La preocupación de Torres sobre la reversibilidad de la reforma de la Ley de Extranjería refleja un temor más amplio entre los defensores de los derechos humanos y los migrantes. La posibilidad de que un cambio en el gobierno pueda llevar a la derogación de políticas que han sido arduamente negociadas y que buscan proteger a los más vulnerables es una realidad que no se puede ignorar.
En este sentido, es crucial que se mantenga un diálogo abierto y constructivo sobre la migración y la protección de menores en España. La colaboración entre diferentes niveles de gobierno, así como la participación activa de la sociedad civil, son elementos clave para garantizar que las políticas migratorias sean efectivas y respeten los derechos humanos.
La reubicación de menores migrantes no solo es un tema de política territorial, sino que también toca aspectos fundamentales de la ética y la responsabilidad social. La forma en que un país trata a sus migrantes, especialmente a los menores, es un reflejo de sus valores y principios. Por lo tanto, es esencial que se continúe trabajando en políticas que no solo aborden la situación inmediata, sino que también promuevan la inclusión y la integración de los migrantes en la sociedad.
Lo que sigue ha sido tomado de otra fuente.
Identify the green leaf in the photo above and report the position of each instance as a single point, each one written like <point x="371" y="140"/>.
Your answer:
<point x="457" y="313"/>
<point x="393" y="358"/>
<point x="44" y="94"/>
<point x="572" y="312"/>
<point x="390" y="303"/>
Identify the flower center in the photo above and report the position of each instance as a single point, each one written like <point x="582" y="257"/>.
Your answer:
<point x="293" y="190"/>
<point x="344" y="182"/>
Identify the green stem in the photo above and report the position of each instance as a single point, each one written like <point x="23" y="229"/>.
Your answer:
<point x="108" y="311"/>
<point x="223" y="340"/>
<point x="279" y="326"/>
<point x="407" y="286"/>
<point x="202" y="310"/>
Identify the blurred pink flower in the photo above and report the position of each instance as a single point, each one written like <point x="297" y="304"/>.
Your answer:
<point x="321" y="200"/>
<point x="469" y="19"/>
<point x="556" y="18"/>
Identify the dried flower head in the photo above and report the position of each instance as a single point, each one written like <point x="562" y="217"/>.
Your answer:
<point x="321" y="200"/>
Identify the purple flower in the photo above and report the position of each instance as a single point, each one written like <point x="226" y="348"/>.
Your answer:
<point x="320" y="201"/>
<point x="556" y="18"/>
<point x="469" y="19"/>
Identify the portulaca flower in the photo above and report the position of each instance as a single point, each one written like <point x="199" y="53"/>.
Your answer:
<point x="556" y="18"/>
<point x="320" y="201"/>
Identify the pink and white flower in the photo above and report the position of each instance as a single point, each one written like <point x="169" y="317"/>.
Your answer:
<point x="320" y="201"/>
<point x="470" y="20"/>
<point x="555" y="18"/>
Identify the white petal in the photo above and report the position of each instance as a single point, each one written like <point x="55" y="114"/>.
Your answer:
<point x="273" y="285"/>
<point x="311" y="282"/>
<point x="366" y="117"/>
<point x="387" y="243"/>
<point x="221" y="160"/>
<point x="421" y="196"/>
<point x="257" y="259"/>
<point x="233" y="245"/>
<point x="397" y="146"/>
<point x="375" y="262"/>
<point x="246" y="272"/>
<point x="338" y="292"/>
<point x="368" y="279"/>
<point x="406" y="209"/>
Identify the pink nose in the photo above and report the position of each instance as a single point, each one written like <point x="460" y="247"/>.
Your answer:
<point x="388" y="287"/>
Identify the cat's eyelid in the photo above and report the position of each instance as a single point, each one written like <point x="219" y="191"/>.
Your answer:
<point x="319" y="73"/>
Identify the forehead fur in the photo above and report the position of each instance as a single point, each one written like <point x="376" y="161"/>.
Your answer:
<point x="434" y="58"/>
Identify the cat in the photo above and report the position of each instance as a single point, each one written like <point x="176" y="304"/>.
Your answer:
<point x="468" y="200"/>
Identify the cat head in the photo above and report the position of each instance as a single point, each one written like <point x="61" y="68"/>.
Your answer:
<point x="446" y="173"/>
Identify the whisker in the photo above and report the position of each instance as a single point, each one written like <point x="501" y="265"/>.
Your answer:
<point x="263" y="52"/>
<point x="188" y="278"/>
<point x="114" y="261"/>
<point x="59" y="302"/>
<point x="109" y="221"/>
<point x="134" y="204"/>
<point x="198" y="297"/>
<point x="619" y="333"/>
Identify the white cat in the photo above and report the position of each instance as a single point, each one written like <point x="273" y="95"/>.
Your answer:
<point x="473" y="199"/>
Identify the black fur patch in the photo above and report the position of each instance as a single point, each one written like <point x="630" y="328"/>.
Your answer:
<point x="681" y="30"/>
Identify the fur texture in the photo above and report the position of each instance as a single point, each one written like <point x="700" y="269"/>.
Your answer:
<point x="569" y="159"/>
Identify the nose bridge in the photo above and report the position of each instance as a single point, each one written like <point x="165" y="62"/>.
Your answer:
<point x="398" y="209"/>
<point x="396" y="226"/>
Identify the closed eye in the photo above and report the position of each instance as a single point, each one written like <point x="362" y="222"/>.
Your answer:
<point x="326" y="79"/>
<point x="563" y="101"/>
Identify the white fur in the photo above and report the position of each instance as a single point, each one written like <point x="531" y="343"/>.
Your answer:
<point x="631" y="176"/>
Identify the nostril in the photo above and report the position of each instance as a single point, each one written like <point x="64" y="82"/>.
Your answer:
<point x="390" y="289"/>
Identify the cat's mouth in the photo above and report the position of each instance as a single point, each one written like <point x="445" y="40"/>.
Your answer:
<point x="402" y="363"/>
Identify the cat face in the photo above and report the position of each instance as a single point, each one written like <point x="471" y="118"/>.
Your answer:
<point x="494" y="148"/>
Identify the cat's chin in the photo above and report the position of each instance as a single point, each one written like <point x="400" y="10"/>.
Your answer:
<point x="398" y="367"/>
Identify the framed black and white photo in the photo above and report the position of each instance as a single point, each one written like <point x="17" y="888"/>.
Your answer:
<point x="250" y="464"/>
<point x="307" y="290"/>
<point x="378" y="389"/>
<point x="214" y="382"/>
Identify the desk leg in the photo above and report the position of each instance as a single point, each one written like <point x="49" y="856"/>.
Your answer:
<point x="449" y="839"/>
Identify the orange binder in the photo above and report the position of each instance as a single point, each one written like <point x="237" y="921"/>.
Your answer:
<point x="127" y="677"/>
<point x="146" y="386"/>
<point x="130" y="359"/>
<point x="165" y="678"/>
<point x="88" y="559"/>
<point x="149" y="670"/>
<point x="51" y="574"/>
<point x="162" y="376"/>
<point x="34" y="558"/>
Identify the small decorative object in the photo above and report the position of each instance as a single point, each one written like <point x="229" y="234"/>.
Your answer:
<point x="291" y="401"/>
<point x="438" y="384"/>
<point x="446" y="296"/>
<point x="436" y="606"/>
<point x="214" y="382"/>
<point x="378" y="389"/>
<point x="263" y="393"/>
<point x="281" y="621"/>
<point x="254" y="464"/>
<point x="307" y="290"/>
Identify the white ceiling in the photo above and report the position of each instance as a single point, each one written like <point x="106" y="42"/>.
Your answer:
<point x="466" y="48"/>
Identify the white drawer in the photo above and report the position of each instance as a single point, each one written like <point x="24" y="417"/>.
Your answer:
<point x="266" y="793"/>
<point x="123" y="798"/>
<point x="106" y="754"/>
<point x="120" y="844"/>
La situación de los menores migrantes en España es un recordatorio de la necesidad de un enfoque humano y compasivo hacia la migración. A medida que el país navega por un entorno político complejo y cambiante, es fundamental que se priorice la protección de los derechos de los más vulnerables y que se busquen soluciones sostenibles a largo plazo. La reubicación de menores migrantes es un paso en la dirección correcta, pero su futuro dependerá de la voluntad política y del compromiso de todos los actores involucrados.